Authored by foad on Jan 7 2020, 5:17 AM.

Details

Summary

The intention was to limit the size of a cluster to 16 bytes, but it was
testing NumLoads which is the number of loads/stores in the cluster
*before* adding the current one. So in fact it would have happily
clustered two dwordx4 loads, making a total cluster size of 32 bytes.

Diff Detail

Event Timeline

foad created this revision.Jan 7 2020, 5:17 AM
Herald added a project: Restricted Project. · View Herald TranscriptJan 7 2020, 5:17 AM

Unit tests: pass. 61291 tests passed, 0 failed and 736 were skipped.

clang-tidy: fail. Please fix clang-tidy findings.

clang-format: pass.

Build artifacts: diff.json, clang-tidy.txt, clang-format.patch, CMakeCache.txt, console-log.txt, test-results.xml

Don't we *want* clusters that large, and even larger?

Consider some code that loads an array-of-structures (AoS). We really want to cluster that as aggressively as possible, to increase the chance of lowest-level cache hits on successive instructions? I would say the method is *very* inexact :)

The comment talks about not wanting to drive register pressure up too much. That's a legitimate concern, but this approach here seems to be quite wrong to me. The scheduler ought to track register pressure properly, and that's where the knowledge about whether to break clusters based on register pressure should be.

foad added a comment.Jan 9 2020, 7:05 AM

Don't we *want* clusters that large, and even larger?

Maybe :-)

Consider some code that loads an array-of-structures (AoS). We really want to cluster that as aggressively as possible, to increase the chance of lowest-level cache hits on successive instructions? I would say the method is *very* inexact :)

The comment talks about not wanting to drive register pressure up too much. That's a legitimate concern, but this approach here seems to be quite wrong to me.
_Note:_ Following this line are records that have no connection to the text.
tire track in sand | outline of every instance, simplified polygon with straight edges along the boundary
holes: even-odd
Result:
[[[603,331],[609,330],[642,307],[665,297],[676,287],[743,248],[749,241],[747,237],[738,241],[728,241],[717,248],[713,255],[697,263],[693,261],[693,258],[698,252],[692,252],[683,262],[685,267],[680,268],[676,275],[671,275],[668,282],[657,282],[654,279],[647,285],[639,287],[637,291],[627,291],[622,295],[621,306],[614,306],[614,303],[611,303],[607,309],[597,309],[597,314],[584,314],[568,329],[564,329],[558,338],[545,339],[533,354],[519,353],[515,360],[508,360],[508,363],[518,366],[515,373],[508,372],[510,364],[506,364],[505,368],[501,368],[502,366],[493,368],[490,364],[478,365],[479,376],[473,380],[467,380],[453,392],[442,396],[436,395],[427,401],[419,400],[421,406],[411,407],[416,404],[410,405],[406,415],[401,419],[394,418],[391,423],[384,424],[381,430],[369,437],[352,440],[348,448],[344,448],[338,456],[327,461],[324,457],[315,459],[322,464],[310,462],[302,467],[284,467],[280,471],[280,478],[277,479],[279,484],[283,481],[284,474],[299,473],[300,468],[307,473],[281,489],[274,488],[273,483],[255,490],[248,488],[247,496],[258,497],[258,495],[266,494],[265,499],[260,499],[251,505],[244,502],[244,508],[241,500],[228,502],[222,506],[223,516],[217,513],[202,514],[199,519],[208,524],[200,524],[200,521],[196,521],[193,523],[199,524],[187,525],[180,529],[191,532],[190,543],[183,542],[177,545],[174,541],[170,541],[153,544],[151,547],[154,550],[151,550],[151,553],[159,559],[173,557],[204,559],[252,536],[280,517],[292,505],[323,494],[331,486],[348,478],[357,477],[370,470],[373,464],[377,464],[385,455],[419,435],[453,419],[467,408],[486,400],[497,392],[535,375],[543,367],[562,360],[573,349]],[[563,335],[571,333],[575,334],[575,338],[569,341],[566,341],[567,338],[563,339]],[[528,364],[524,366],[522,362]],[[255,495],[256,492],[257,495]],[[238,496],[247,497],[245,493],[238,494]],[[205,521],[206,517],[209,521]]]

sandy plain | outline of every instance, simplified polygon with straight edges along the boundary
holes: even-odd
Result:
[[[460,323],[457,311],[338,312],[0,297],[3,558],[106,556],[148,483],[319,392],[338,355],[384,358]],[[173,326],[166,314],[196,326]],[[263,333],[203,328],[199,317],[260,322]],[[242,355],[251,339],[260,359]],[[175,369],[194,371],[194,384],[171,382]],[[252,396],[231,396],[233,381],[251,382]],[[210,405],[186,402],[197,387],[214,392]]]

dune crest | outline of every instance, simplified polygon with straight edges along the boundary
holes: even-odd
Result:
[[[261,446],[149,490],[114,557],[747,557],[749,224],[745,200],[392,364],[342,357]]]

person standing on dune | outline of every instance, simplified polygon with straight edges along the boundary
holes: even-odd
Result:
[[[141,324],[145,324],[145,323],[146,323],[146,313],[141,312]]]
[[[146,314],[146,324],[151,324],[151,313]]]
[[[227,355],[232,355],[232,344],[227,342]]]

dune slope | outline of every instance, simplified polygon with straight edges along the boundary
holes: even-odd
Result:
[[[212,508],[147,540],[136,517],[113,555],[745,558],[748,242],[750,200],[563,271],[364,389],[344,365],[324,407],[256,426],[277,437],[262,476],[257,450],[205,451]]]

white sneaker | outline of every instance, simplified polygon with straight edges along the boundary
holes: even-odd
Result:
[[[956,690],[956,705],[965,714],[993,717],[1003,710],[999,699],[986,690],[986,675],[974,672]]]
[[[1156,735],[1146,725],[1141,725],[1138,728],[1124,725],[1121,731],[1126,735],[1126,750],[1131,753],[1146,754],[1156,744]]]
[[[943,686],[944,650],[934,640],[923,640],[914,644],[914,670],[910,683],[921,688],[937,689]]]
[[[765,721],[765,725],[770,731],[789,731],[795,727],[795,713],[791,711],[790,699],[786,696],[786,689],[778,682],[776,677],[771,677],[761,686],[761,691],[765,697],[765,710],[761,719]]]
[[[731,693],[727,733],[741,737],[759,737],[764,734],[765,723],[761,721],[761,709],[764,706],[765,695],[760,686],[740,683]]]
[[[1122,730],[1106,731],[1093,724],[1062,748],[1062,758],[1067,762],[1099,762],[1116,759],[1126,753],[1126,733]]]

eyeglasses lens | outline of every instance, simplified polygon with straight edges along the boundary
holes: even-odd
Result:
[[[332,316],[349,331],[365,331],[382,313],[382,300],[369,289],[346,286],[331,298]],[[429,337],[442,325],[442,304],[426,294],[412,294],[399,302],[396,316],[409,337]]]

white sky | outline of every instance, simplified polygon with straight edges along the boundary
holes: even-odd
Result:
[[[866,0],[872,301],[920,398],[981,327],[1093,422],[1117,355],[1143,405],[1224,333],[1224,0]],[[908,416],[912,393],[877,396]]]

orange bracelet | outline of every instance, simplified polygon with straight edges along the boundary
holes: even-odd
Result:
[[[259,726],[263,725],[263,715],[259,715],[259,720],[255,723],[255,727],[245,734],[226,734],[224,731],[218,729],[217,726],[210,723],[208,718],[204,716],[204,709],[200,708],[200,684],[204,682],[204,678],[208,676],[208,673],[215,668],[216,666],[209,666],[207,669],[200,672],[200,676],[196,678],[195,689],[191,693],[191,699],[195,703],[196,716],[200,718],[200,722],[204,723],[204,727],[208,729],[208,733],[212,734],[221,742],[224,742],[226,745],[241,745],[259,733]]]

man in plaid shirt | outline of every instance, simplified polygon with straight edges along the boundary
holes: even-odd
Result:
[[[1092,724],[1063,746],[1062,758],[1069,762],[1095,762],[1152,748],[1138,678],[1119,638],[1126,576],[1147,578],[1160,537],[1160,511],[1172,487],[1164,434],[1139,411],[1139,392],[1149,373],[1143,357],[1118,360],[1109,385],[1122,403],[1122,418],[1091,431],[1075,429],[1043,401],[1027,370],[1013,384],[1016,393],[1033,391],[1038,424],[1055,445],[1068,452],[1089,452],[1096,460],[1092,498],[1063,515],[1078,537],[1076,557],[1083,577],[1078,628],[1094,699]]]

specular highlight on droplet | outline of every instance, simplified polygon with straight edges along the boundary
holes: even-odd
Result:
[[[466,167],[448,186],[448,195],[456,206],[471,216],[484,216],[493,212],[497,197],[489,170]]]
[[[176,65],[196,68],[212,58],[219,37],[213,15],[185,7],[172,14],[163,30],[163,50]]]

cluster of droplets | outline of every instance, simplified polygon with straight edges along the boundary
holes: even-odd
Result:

The scheduler ought to track register pressure properly, and that's where the knowledge about whether to break clusters based on register pressure should be.

shouldClusterMemOps runs as part of a DAG mutation to insert "cluster" edges in the DAG, before we try to schedule the DAG. So yes you could argue that shouldClusterMemOps should aspire to cluster as much as possible, and it should be up to the the scheduler proper to worry about register pressure, and decide whether or not to schedule those mem ops contiguously. The scheduler does already track register pressure, so it should be able to make this kind of decision, but I don't know how well it works in practice.

Is this needed anymore?

foad added a comment.Mar 24 2020, 3:40 AM

Is this needed anymore?

Since D73292 landed this is equivalent to fixing the FIXME at the end of SIInstrInfo::shouldClusterMemOps. I'll rebase it accordingly. As for whether it's actually needed, I think only benchmarks can tell, and I don't have any up-to-date numbers at the moment.

foad updated this revision to Diff 252257.Mar 24 2020, 3:41 AM

Rebase.

arsenm accepted this revision.Mar 24 2020, 8:47 AM

LGTM

llvm/lib/Target/AMDGPU/SIInstrInfo.cpp
481

Extra parens around LHS

This revision is now accepted and ready to land.Mar 24 2020, 8:47 AM
foad abandoned this revision.Jul 22 2020, 12:56 AM

Abandoning as there have been other changes to SIInstrInfo::shouldClusterMemOps since I wrote this patch.